Arrest of IRA 'godfather' sparks mob attacks
Irish nationalist gangs hurled gas bombs at police Saturday after three alleged IRA dissidents were arrested on suspicion of killing two British soldiers in an attack designed to trigger wider violence in Northern Ireland.
Police operating in armored cars and flame-retardant suits said none of their officers was injured during the rising mob violence in the Irish Catholic end of Lurgan, a religiously divided town southwest of Belfast. Rioters also blocked the main Belfast-to-Dublin railway line that runs alongside the hardline Kilwilkie neighborhood of the town.
The unrest followed Saturday's arrest of Colin Duffy, 41, the best-known Irish republican in Lurgan. Police arrested two other suspected Irish Republican Army dissidents aged 32 and 21 in the overwhelmingly Catholic village of Bellaghy–all on suspicion of shooting to death two soldiers last weekend.
Police advised motorists to stay away from the Catholic north side of Lurgan to avoid having their cars seized and burned as road barricades. An Associated Press reporter driving through the area at dusk Saturday night had to make a rapid escape to avoid youths–some wearing masks or with scarf-covered faces–hurling rocks and bricks in an apparent attempt to stop his vehicle.
Police long considered Duffy the IRA godfather of Lurgan and twice charged him with murders in the town in the run-up to the IRA's 1997 cease-fire–which breakaway factions are now trying to destroy.
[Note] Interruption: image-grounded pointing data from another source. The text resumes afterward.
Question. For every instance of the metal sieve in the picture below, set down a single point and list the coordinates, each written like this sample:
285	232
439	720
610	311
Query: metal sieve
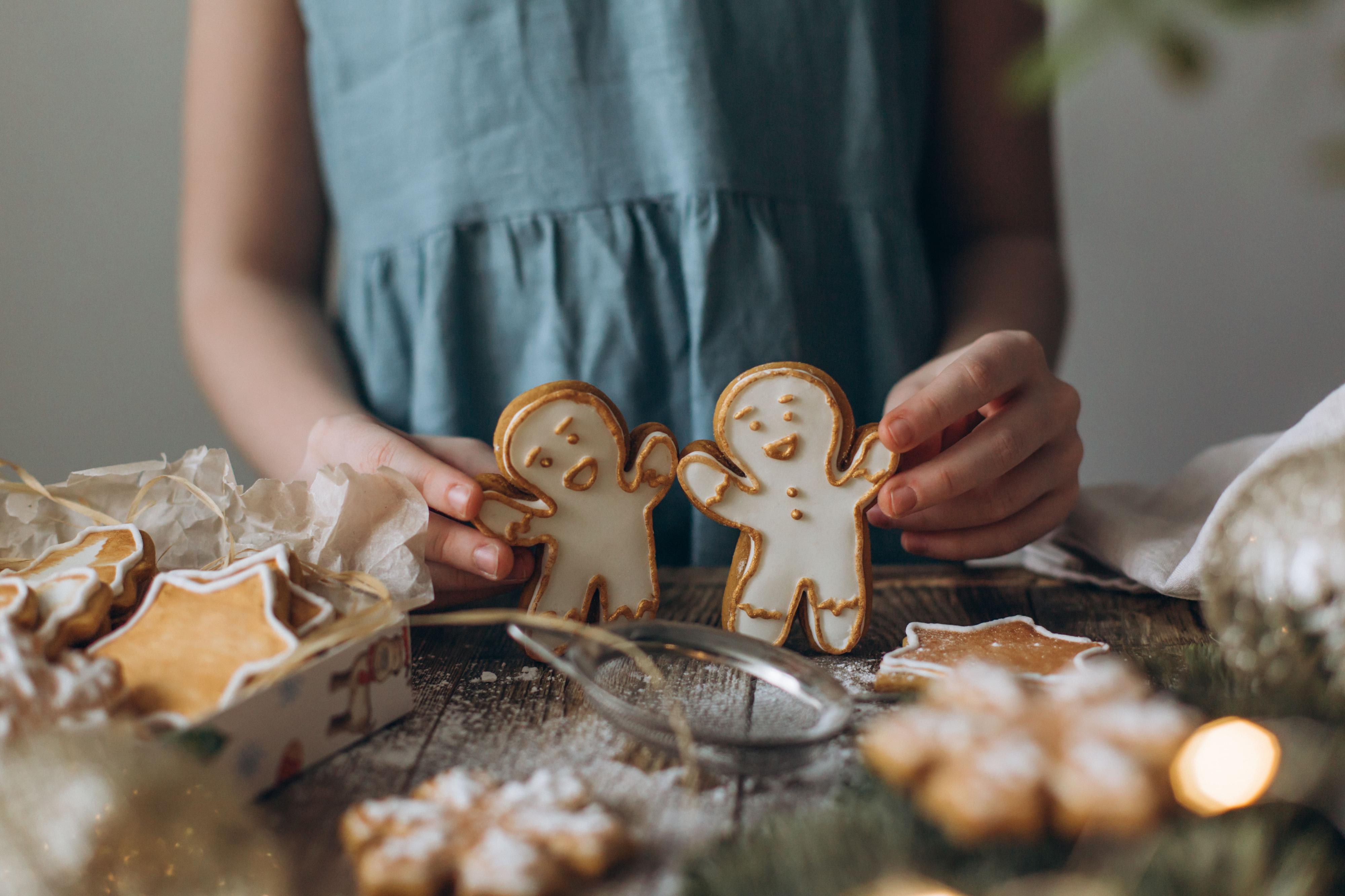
753	708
Duffy was convicted of killing a former soldier in Lurgan in 1993, but was freed on appeal three years later after the key witness against him was identified as a member of an outlawed Protestant gang.
He was back behind bars within a year after police identified him as the gunman who committed the IRA's last two killings before its cease-fire: two Protestant policemen shot point-blank through the backs of their heads while on foot patrol in Lurgan in June 1997.
The prosecutors' case against Duffy collapsed after their key witness suffered a nervous breakdown and withdrew her testimony. Two years later, Protestant extremists assassinated Duffy's attorney, Rosemary Nelson, with an under-car booby trap bomb in a case still being investigated today because of allegations that police were involved.
Saturday's arrest of Duffy appeared likely to pose a political challenge for Sinn Fein, the IRA-linked party that is the leading Irish nationalist voice in Northern Ireland's power-sharing administration–and is trying to convince Protestants of its newfound support for British law and order.
The leading Sinn Fein member of the coalition, Deputy First Minister Martin McGuinness, earlier this week denounced IRA dissidents as "traitors" and pledged to support the police's hunt for the gunmen. But previously, Sinn Fein has defended Duffy as an innocent man and a victim of British conspiracies.
Sinn Fein declined to comment on the arrests. McGuinness was traveling Saturday in the United States and could not be reached for comment.